# Methods for "dispensing" fruit flies....



## Twisted (Aug 31, 2009)

So I have an A. Purpurea sling that of couse needs feeding. I don't have a good local source for pinhead crickets and can't justify ordering a grip of them for the one sling. I picked up a jar container of cultured flightless fruit flies. So far he seems to like eating them. He doesn't go looking for them but as soon as one gets near him he takes right away.

My question is does anyone have a good method of dispensing them? Its pretty sad that I open the lid and as a few of them "escape" I catch them by hand the best I can and drop them in with the sling. Its a matter of coordination and timing and a few always wander loose of course. Luckily they just drop into my aquarium where the fish eat them but there has got to be a better way of getting a few of them into the sling container.

Or does anyone have any better luck with any other feeder options?


----------



## Ariel (Aug 31, 2009)

those thing are so nasty IMO. I was using them to feed a tiny baby praying mantis. It's very hard to prevent escapees, I usually beat it against something a couple of times to knock them to the bottom before I open the lid. but I never found a good meathod of catching them and putting them in the enclosure before I decided I hated them and tossed them. 

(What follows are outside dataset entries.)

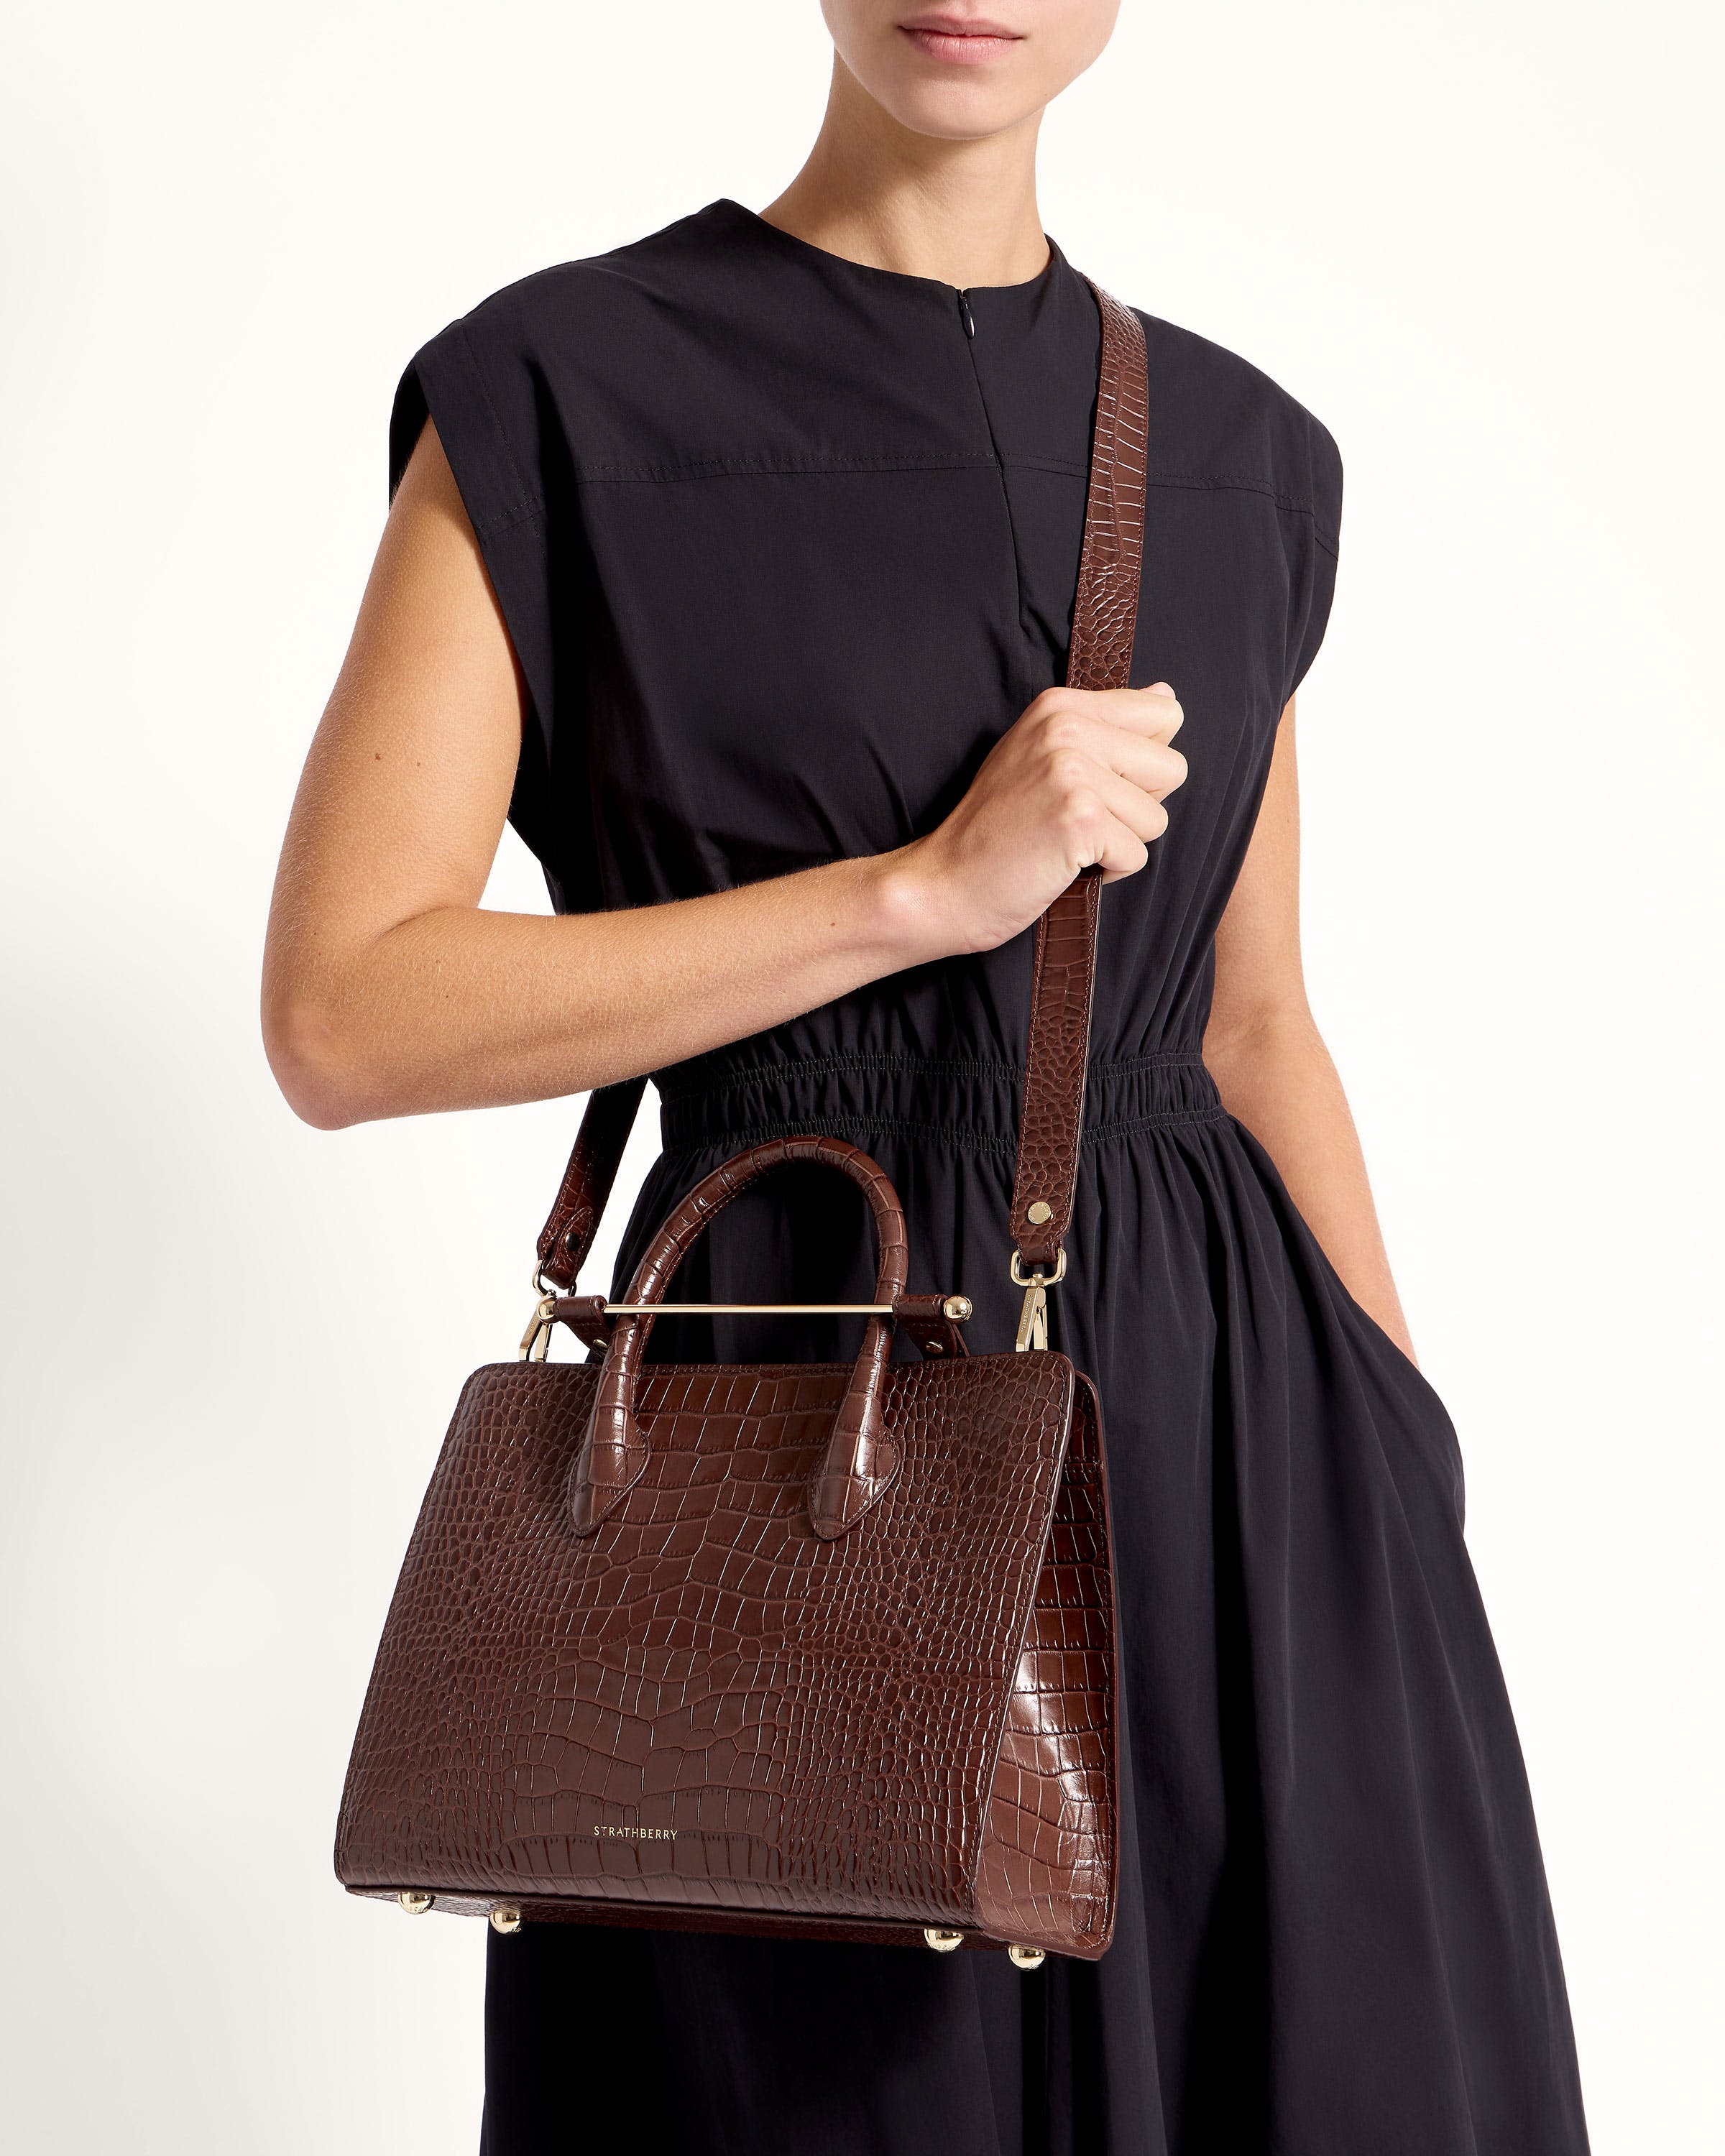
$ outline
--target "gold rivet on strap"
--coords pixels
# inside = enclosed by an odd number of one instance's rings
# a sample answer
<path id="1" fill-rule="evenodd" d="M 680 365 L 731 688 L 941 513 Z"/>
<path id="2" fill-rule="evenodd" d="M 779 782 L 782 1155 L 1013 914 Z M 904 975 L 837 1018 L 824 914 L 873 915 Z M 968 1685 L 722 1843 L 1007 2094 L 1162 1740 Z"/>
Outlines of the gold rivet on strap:
<path id="1" fill-rule="evenodd" d="M 937 1924 L 929 1925 L 922 1936 L 937 1953 L 951 1953 L 964 1943 L 963 1932 L 943 1932 Z"/>
<path id="2" fill-rule="evenodd" d="M 963 1325 L 971 1314 L 972 1303 L 968 1295 L 949 1295 L 941 1305 L 941 1315 L 950 1317 L 955 1325 Z"/>
<path id="3" fill-rule="evenodd" d="M 1045 1227 L 1054 1218 L 1054 1208 L 1045 1198 L 1039 1198 L 1034 1204 L 1026 1209 L 1024 1218 L 1033 1228 Z"/>
<path id="4" fill-rule="evenodd" d="M 423 1917 L 436 1897 L 431 1894 L 417 1893 L 409 1887 L 406 1893 L 398 1894 L 395 1898 L 410 1917 Z"/>
<path id="5" fill-rule="evenodd" d="M 1040 1969 L 1048 1959 L 1040 1947 L 1009 1947 L 1006 1952 L 1014 1969 Z"/>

I know your pain though, When I kept small tree frogs I fed them pinheads and there was a while where no one had them. I wish I could help and recommend a different feeder, but once I ditched the fruitflies I started to just catch the seed moths (from the bird food) in my house and gave the mantis those. I would *not* recommend this or wild caught insects for your T.


----------



## Kirk (Aug 31, 2009)

Twisted said:


> So I have an A. Purpurea sling that of couse needs feeding. I don't have a good local source for pinhead crickets and can't justify ordering a grip of them for the one sling. I picked up a jar container of cultured flightless fruit flies. So far he seems to like eating them. He doesn't go looking for them but as soon as one gets near him he takes right away.
> 
> My question is does anyone have a good method of dispensing them? Its pretty sad that I open the lid and as a few of them "escape" I catch them by hand the best I can and drop them in with the sling. Its a matter of coordination and timing and a few always wander loose of course. Luckily they just drop into my aquarium where the fish eat them but there has got to be a better way of getting a few of them into the sling container.
> 
> Or does anyone have any better luck with any other feeder options?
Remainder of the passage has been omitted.